Keith Nunes 2019

KANSAS CITY — The University of Michigan’s Index of Consumer Expectations plummeted 12% in May to 53.4 from 60.5 in April. Consumer wariness about the US economy is setting the stage for greater food-at-home spending as consumers continue to pull back on other areas of discretionary spending.

The Index of Consumer Expectations is a component of the university’s Surveys of Consumers, which includes two additional components — the Index of Consumer Sentiment and the Current Economic Conditions index. Survey results for May showed the Index of Consumer Sentiment falling 9% and the Current Economic Conditions index falling 5.4% when compared to April.

“While current incoming macroeconomic data show no sign of recession, consumers’ worries about the economy escalated in May alongside the proliferation of negative news about the economy, including the debt crisis standoff,” the University of Michigan said. “Year-ahead expectations for the economy plummeted 23% from last month. Long-run expectations slid by 16% as well, indicating that consumers are worried that any economic downturn will not be brief.”
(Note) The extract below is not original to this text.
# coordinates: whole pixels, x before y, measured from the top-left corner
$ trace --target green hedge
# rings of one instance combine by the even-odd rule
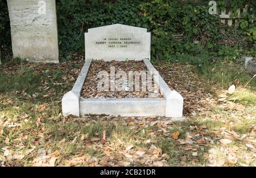
[[[216,1],[218,10],[256,7],[256,1]],[[0,0],[0,42],[10,46],[6,0]],[[180,60],[187,55],[223,56],[234,59],[255,51],[255,9],[240,20],[239,28],[222,24],[208,13],[208,1],[56,0],[60,56],[84,53],[84,32],[89,28],[121,23],[151,32],[153,59]],[[255,8],[255,7],[254,7]],[[232,14],[232,16],[237,14]],[[256,15],[255,15],[256,16]],[[200,42],[195,44],[195,42]]]
[[[255,2],[250,1],[217,2],[219,11],[222,7],[236,10],[246,4],[250,6],[249,8],[256,7]],[[233,30],[222,25],[217,15],[209,14],[208,3],[208,1],[120,0],[113,3],[57,1],[60,55],[68,59],[72,53],[83,54],[84,33],[88,28],[114,23],[147,28],[152,33],[151,55],[155,59],[173,59],[174,56],[196,55],[202,51],[232,59],[245,51],[251,52],[255,39],[251,38],[253,35],[248,36],[247,31],[251,29],[251,32],[255,23],[250,24],[250,28],[248,25],[246,29],[240,27],[237,31]],[[241,20],[249,19],[248,16]],[[200,43],[195,44],[195,41]]]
The University of Michigan Surveys align with Morgan Stanley’s Alphawise Consumer Pulse survey that found consumers are looking to pull back on discretionary spending, including food-away-from home. The most recent consumer survey was conducted between April 28 and May 1.

Groceries were the only category where low- and middle-income consumers said they are planning to spend more over the next six months, according to the Morgan Stanley survey.

“Since we began our survey three years ago, spending intentions for groceries have remained consistently high — first due to the shift to food-at-home consumption during the pandemic and later by elevated food inflation — coinciding with packaged food companies reporting robust sales during this period and continuing into the first quarter of 2023,” Morgan Stanley said. “The latest survey data continues to point to a favorable outlook for grocery spending as a net 29% of respondents plan to spend more on groceries over the next month vs. last month and a net 17% plan to spend more on groceries over the next six months vs. currently.”

The Consumer Pulse survey showed 59% of respondents plan to reduce spending overall and, among those, 76% plan to reduce spending at restaurants during the next six months. While Morgan Stanley analysts note this may mean consumers trade down in where they eat out, the intentions to reduce spending on dining out and spending more on groceries may drive food-at-home volumes.

These trends suggest impending relief for consumer packaged goods (CPG) companies that have seen volumes decrease and whose financials have been buoyed by price increases implemented during the past two years. Also a positive sign, Morgan Stanley indicated demand elasticity for packaged food has remained modest.

The food-at-home market underwent a renaissance during the COVID-19 pandemic as CPG manufacturers refined their portfolios to resonate more effectively with consumers. The insights generated during that period may now be put to good use to drive additional demand as economic uncertainty prompts some consumers to rethink the allocation of their food dollars.